Le coût estimé de l’organisation des Jeux serait de 6 milliards d’euros. Bien qu’il soit moindre que celui de Londres en 2012 (qui avait prévu 4,8 mais avait finalement dépensé 10,7 milliards) ou encore de Pékin en 2008 (2,6 milliards prévus pour un résultat à plus de 30 milliards), c’est déjà une somme colossale. Mais au-delà de la dépense, d’autres problèmes se posent. Les arguments pour accueillir ce genre d’événement sont toujours les mêmes : « cela engendrera des emplois et fera rentrer de l’argent ». Or, il y a ce qui est censé entrer, mais en revanche on sait surtout ce qui va commencer par sortir : 60 millions d’euros déjà prévus (avec dépassement possible) pour la simple candidature, constituant alors une perte sèche si Paris n’est pas retenue comme les trois fois précédentes. Et si la capitale emporte le morceau, il y a fort à parier que les 6 milliards seront largement dépassés. Depuis 1988 et les Jeux de Séoul, seuls les JO d’Atlanta de 1996 avaient réussi à ne dépasser que de très peu les coûts estimés, les autres ayant doublé voire plus.

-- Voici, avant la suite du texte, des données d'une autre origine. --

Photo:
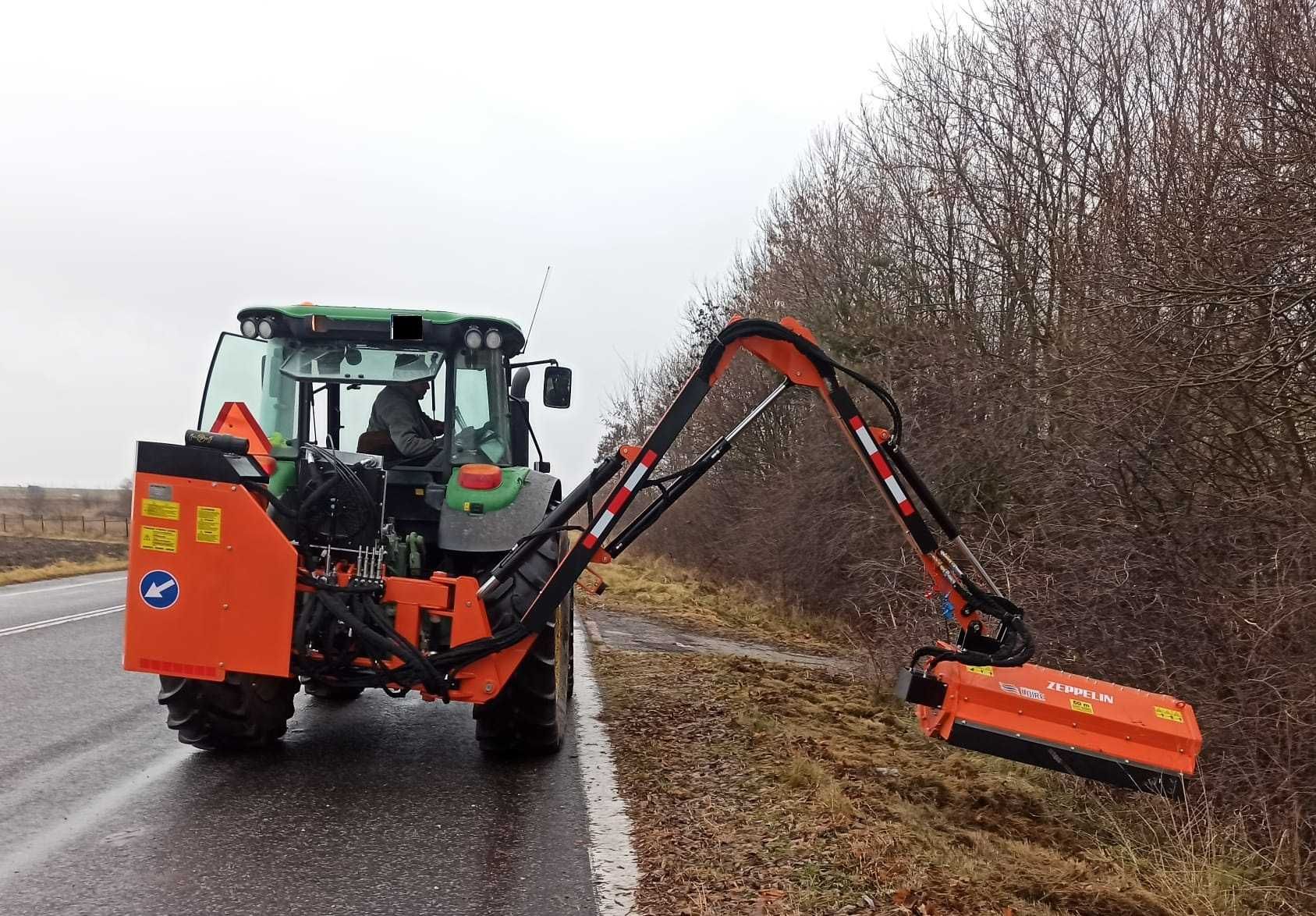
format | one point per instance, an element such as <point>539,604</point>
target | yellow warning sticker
<point>159,538</point>
<point>159,508</point>
<point>208,524</point>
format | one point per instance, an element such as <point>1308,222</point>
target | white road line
<point>55,622</point>
<point>76,584</point>
<point>612,858</point>
<point>69,827</point>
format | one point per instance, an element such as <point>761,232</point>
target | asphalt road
<point>373,807</point>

Du côté des emplois, il y en aurait, certes, mais pour une durée bien déterminée et dans des conditions déplorables. Le besoin d’une main d’œuvre massive à l’instant t ne va en aucun cas permettre d’éviter la précarisation des travailleurs recrutés pour l’occasion, vu qu’à la fin des travaux, la plupart des contrats ne seront pas reconduits. Pire, même si officiellement Paris dispose déjà d’un certain nombre d’installations sportives, il faudra en bâtir et les délais urgents ajoutés au besoin d’économie ne garantissent en aucun cas la sécurité des ouvriers sur ce genre de chantiers (en l’occurrence le village et la piscine olympiques, qui devraient se situer en Seine-Saint-Denis), au point que les conditions de travail peuvent en devenir inhumaines : à Pékin, ce sont 6 morts qu’a annoncé le gouvernement chinois. Pour les JO d’hiver de 2014, Sotchi aura vu 60 d’entre eux périr sur les chantiers. Quant aux infrastructures urbaines qui devront être transformées, ou aux quartiers qui devront être réhabilités, on se doute, comme pour les logements, que ce n’est pas l’avis des habitants, surtout ceux des quartiers populaires de la Seine-Saint-Denis, qui sera retenu comme le critère déterminant. Et cela quelles que soient les mascarades de consultations à la sauce « démocratie participative » qui seront très probablement lancées. Si les JO se tiennent effectivement dans la capitale, la gentrification parisienne ne manquera pas cette occasion pour se poursuivre.

A qui profite le fric ?

Il n’est pas étonnant de voir tout un tas d’entreprises privées s’associer avidement à ces festivités. Pour Paris 2012, s’est constitué « un consortium de parrains officiels, le "Club des entreprises Paris 2012" comprenant notamment Lagardère, Lafarge, Bouygues, Carrefour, Suez, Accor, c’est-à-dire des "humanistes" adeptes des licenciements boursiers et partisans des mérites de l’"esprit sportif", frère jumeau de l’"esprit d’entreprise" » rappelle le Monde Diplomatique. Si ces grands groupes parrainent un tel événement, il va de soi que ce n’est pas par amour du sport : l’obtention des JO par Paris leur permettrait, entre autres, d’obtenir des contrats juteux et des supports publicitaires démultipliés pour afficher leur marque de façon ostentatoire durant les JO, mais d’ores et déjà pendant la campagne elle-même.

Ce n’est pas un hasard si, dans le lot, on retrouve des entreprises du BTP comme Bouygues, par ailleurs en difficulté en ce moment , qui va pouvoir s’octroyer une énorme somme afin de construire des bâtiments avec l’argent publique, sans avoir à garantir naturellement que ceux-ci seront toujours utiles après les JO. Ce sera la même chose avec l’Euro 2016 en France, comme ça l’est pour toute compétition internationale de même ampleur : beaucoup d’argent circule, et tombe toujours dans les mêmes poches. Quant à la bonne tenue des compétitions, nul doute qu’elle pourra, si l’atmosphère et le régime sont à ce moment-là comparables à ceux d’aujourd’hui, justifier le déploiement d’effectifs policiers et un appareil sécuritaire permettant à cette vitrine de l’État républicain, mairie de Paris en tête, de servir une fois de plus sa politique de contrôle et de quadrillage de l’espace public. Elle l’a déjà commencée pour l’Euro 2016 en réprimant les ultras des clubs de football.